Miał awansować za zarzuty dla byłego szefa CBA
Szef Prokuratury Okręgowej w Rzeszowie, która postawiła zarzuty Mariuszowi Kamińskiemu, miał awansować. Wniosku nie podpisał prokurator krajowy.
2010-01-13, 08:16
Szef Prokuratury Okręgowej w Rzeszowie, która postawiła zarzuty Mariuszowi Kamińskiemu, miał awansować. Wniosku nie podpisał prokurator krajowy - ustaliła "Rzeczpospolita".

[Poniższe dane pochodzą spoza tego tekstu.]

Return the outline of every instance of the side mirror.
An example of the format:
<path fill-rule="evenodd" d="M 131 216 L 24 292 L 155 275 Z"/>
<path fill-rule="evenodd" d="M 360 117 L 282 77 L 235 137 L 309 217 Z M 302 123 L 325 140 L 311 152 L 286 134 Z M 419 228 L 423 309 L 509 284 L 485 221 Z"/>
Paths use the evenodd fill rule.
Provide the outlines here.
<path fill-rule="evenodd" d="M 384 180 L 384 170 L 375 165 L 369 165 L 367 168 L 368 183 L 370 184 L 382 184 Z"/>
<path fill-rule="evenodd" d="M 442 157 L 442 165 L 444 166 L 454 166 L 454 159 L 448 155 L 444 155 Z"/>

44-letni Robert Kiliański, który rzeszowską okręgówką kieruje zaledwie od ośmiu miesięcy, miał awansować na prokuratora Prokuratury Apelacyjnej (oznacza to lepsze finanse i pewność posady) zachowując dotychczasowe stanowisko. Rzeszowscy śledczy nie mają wątpliwości, że tak szybki awans miał być nagrodą za sprawę byłego już szefa CBA. Byli zbulwersowani, że nagradza się kogoś, kto wykonał polityczne zlecenie - zaznacza gazeta.
Jesienią 2009 r., w czasie gdy podwładni Mariusza Kamińskiego ujawnili aferę hazardową, on sam usłyszał zarzuty przekroczenia uprawnień w tzw. aferze gruntowej z 2007 r. - czytamy w obszernej publikacji "Rzeczpospolitej".